'We’ll see': Trump responds to North Korea's threats to cancel summit
The White House says it 'fully expected' North Korea's latest threats.
The White House said Wednesday that it "fully expected" threats by North Korea to potentially cancel Kim Jong Un's meeting with President Donald Trump. In a series of statements this week, the country's state media agency said Kim was considering pulling out of the summit due to joint air force drills taking place in South Korea.
“This is something that we fully expected,” press secretary Sarah Sanders told reporters at the White House today. “The president is very used to being ready for tough negotiations and if they want to meet, we’ll be ready, and if they don’t, that’s okay, too."
Hours later, President Trump reacted to the statements for the first time when pressed by reporters in an Oval Office meeting alongside Uzbekistan President Shavkat Mirziyoyev.
“We haven't been notified at all," Trump said. "We'll have to see. We haven't seen anything, we haven't heard anything. We will see what happens.”

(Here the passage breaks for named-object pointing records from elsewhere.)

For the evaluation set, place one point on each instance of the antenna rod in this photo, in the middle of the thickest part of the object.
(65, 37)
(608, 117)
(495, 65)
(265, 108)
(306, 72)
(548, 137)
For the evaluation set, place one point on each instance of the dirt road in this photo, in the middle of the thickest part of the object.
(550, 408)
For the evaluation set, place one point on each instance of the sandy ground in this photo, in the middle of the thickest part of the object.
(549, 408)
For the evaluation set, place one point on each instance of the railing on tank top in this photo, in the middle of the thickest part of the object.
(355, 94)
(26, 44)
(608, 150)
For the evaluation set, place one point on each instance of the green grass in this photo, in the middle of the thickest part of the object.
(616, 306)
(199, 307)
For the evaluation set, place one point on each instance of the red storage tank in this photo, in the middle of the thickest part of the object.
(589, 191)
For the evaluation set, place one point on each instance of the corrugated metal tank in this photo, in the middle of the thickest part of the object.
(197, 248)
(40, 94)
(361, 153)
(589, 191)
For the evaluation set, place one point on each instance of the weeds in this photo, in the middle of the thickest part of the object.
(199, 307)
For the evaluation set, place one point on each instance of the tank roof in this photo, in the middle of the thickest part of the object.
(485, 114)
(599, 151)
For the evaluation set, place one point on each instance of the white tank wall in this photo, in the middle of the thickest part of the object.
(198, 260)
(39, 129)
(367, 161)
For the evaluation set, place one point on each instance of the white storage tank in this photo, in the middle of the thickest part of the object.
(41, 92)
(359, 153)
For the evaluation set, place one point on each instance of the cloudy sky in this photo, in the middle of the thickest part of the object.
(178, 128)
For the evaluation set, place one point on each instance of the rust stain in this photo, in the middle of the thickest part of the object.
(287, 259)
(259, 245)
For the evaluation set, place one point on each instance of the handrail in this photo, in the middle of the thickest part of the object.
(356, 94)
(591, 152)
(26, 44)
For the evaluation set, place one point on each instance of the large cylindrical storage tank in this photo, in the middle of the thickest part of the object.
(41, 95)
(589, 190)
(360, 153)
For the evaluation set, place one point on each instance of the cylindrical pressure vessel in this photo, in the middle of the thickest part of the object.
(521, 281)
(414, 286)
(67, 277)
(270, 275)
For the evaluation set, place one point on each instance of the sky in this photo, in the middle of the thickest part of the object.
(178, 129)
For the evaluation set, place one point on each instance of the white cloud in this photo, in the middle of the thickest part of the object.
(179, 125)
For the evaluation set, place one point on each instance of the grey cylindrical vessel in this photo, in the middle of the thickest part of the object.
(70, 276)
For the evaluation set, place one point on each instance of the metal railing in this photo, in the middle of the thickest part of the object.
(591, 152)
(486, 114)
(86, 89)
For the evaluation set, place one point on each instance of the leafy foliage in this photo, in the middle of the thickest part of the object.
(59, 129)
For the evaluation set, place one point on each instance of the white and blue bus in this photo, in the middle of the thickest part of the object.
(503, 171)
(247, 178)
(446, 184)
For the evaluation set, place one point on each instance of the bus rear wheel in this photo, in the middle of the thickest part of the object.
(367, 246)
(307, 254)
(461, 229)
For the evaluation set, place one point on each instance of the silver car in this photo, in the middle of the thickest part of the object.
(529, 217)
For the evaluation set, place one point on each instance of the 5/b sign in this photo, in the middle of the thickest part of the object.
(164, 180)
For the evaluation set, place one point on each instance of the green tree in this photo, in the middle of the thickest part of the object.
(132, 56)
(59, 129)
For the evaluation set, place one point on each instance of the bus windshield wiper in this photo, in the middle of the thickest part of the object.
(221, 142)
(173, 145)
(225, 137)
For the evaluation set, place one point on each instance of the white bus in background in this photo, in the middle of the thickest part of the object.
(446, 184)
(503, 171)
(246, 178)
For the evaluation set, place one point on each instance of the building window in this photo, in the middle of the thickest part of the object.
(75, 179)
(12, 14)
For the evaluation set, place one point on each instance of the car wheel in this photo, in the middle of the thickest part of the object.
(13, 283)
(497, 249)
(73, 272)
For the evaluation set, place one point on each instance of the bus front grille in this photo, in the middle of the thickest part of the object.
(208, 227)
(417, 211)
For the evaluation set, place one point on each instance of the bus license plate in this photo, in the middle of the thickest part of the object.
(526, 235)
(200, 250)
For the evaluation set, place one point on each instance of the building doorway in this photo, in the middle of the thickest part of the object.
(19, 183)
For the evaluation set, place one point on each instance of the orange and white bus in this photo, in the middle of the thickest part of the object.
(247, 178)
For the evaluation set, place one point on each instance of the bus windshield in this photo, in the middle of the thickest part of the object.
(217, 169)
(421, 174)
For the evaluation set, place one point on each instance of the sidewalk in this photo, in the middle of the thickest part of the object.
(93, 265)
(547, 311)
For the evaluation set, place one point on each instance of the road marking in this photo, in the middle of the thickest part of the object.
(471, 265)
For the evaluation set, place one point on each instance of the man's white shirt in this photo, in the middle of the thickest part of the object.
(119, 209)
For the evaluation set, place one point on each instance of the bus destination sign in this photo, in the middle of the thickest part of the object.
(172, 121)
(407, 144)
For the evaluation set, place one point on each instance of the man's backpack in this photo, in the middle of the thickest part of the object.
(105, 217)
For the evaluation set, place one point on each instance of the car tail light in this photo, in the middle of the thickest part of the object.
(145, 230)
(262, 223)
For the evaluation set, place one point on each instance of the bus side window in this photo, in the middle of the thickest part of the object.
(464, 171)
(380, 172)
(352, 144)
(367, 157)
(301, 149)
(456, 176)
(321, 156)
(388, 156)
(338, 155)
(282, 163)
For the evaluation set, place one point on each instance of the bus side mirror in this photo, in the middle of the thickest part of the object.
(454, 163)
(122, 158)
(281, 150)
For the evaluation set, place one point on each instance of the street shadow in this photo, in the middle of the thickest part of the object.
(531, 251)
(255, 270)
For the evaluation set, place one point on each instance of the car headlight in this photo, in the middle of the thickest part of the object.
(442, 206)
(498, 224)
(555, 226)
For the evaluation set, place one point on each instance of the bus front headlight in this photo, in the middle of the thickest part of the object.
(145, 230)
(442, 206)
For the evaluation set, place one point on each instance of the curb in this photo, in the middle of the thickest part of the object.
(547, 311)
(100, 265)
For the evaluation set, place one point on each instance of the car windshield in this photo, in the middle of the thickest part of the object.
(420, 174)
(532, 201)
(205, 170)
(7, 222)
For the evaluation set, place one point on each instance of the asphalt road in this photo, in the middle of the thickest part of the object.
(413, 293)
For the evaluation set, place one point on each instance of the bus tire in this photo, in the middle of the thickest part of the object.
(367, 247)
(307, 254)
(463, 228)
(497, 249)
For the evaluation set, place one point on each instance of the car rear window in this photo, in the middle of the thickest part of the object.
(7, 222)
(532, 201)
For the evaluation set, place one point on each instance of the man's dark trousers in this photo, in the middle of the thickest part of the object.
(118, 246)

North Korea's announcement, issued Tuesday evening by state news organization KCNA, appeared to catch the State Department off guard, with spokesperson Heather Nauert telling reporters the U.S. had not heard from North Korea directly before the announcement.
Earlier Wednesday, Sanders clarified the administration's plan if the summit were to be canceled.
"We’re going to continue with the campaign of maximum pressure if that’s the case," Sanders said. "But like I said if they want to meet, the president will certainly be ready and we’ll be prepared. If not, that’s okay.”
Sanders also appeared to distance the Trump administration from comments its national security adviser, John Bolton, made this past Sunday regarding the denuclearization model being pursued on the Korean peninsula.
Bolton has repeatedly said that the administration plans to pursue "the Libya model," which calls for a strict monitoring and inspection plan to ensure North Korea has denuclearized.
North Korea's first vice minister for foreign affairs, Kim Kye Gwan, directly criticized the model in a lengthy statement Wednesday night, accusing U.S. officials of "provoking" the country with "unbridled remarks."
"High-ranking officials of the White House and the Department of State including Bolton, White House national security adviser, are letting loose the assertions of so-called Libya mode of nuclear abandonment," the statement read.
"The U.S. is miscalculating the magnanimity and broad-minded initiatives of the DPRK as signs of weakness and trying to embellish and advertise as if these are the product of its sanctions and pressure," the statement added. "It is ridiculous comedy to see the Trump administration, claiming to take a different road from the previous administration, still clings to the outdated policy on the DPRK."
Sanders told reporters gathered in the North Lawn driveway at the White House Wednesday that the Libya model is not a part of any administration policy she’s aware of.
“I haven’t seen that as part of any discussions, I’m not aware that that’s a model that we’re using,” Sanders said. “Again, this is the President Trump model. He’s gonna run this the way he sees fit. We’re 100 percent confident -- as we’ve said many times before, as you all know, you’re aware -- he’s the best negotiator, and we’re very confident in that.”
The episode has drawn parallels to the breakdown in the Bush Administration's nuclear negotiations with North Korea in 2008. At the time, Kim's father, Kim Jong Il, balked at requests for a strict inspections program similar to what President George W. Bush had utilized to eliminate Libya's nuclear program in 2003 and 2004.
"There’s not a cookie-cutter model on how this works," Sanders said in response to Bolton's championing of that model.